Now I want to inspect the arguments before they go in, and see the return value before it comes back. If the actual arguments going in and the quotient match, then the subroutine is doing the right thing, but someone is using the wrong arguments. If the arguments are right but the quotient is wrong, then the subroutine is wrong:

#!/usr/bin/perl

use Hook::LexWrap;

sub divide {
    my( $n, $m ) = @_;
    my $quotient = $n / $m;
    }

wrap 'divide',
    pre  => sub { print "The arguments are [@_]\n" },
    post => sub { print "Result was [$_[-1]]\n" };

my $result = divide( 4, 4 );

After I wrap the subroutine, I call divide as I normally would. More importantly, though, I’m not changing my program for calls to divide, because Hook::LexWrap does some magic behind the scenes to replace the subroutine definition so that my entire program sees the wrapped version. I’ve changed the subroutine without editing the original source. Without (apparently) changing the subroutine, whenever I call it I get a chance to see extra output:

The arguments are [4 4 ]
Result was [1]

When I remove the wrap, I leave everything just as I found it and don’t have to worry about reverting my changes.

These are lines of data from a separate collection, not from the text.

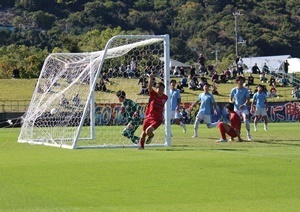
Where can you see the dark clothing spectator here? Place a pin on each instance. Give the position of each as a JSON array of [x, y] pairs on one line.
[[193, 71], [286, 66], [215, 77], [250, 80], [182, 71], [184, 81], [272, 81], [266, 69], [255, 69]]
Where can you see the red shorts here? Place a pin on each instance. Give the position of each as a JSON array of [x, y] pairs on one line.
[[155, 123], [232, 133]]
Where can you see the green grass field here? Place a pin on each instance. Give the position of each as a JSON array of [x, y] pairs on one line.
[[191, 175]]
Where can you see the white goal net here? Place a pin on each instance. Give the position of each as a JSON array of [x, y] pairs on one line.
[[75, 103]]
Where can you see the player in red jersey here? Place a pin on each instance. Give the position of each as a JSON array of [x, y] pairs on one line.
[[234, 129], [154, 111]]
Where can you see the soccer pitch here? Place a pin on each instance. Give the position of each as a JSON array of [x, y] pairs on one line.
[[191, 175]]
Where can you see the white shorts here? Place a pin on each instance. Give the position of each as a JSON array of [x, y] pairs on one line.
[[260, 112], [175, 114], [240, 112], [204, 118]]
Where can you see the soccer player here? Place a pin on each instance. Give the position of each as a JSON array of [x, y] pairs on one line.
[[260, 101], [154, 111], [208, 104], [234, 129], [175, 101], [131, 110], [241, 97]]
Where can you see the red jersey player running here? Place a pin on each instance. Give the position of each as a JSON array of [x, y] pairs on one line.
[[234, 129], [154, 111]]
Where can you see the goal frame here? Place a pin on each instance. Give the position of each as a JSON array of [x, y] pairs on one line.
[[91, 97]]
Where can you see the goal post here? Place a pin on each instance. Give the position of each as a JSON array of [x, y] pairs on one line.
[[70, 109]]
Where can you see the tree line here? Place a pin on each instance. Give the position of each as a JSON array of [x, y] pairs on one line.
[[40, 27]]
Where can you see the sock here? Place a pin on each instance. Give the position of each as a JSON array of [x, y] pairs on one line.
[[222, 131], [247, 124], [196, 126], [211, 125]]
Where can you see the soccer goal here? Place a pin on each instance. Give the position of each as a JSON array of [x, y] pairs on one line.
[[74, 104]]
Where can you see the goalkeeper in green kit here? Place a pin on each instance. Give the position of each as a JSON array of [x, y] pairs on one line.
[[131, 111]]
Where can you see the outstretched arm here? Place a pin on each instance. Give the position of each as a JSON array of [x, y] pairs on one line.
[[150, 88]]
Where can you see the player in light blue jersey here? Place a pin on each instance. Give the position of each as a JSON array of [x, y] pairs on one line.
[[258, 107], [207, 105], [240, 97], [175, 101]]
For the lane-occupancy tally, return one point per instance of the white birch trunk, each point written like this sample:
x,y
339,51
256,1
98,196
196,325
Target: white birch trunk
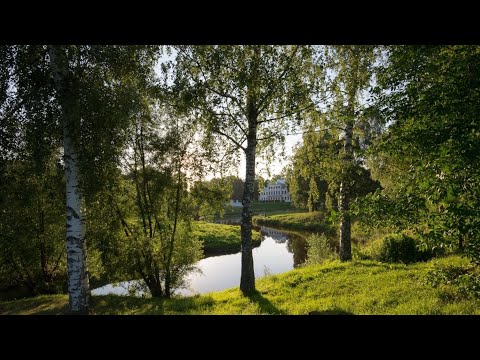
x,y
78,284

I don’t have to change module code to change how a module works. For an object-oriented module, I can create a subclass to change the parts I don’t like. If I can’t subclass it for some reason, I can replace parts of it, just as I can with any other module. No matter what I do, however, I usually want to leave the original code alone (unless it’s my module and I need to fix it) so I don’t make the problem worse.

The perlboot documentation has an extended subclassing example, although this document was removed in v5.16. You can read it in earlier versions of Perl. It’s also in Intermediate Perl.

I talk about Hook::LexWrap in “Wrapping Subroutines to Trace Code Execution”, The Perl Journal, July 2005.

Code::Splice and Monkey::Patch are interesting alternatives to Hook::Lex::Wrap, but they are fairly young experiments.

The documentation of diff and patch discuss their use. The patch man page is particularly instructive since it contains a section near the end that talks about the pragmatic considerations of using the tools and dealing with other programmers.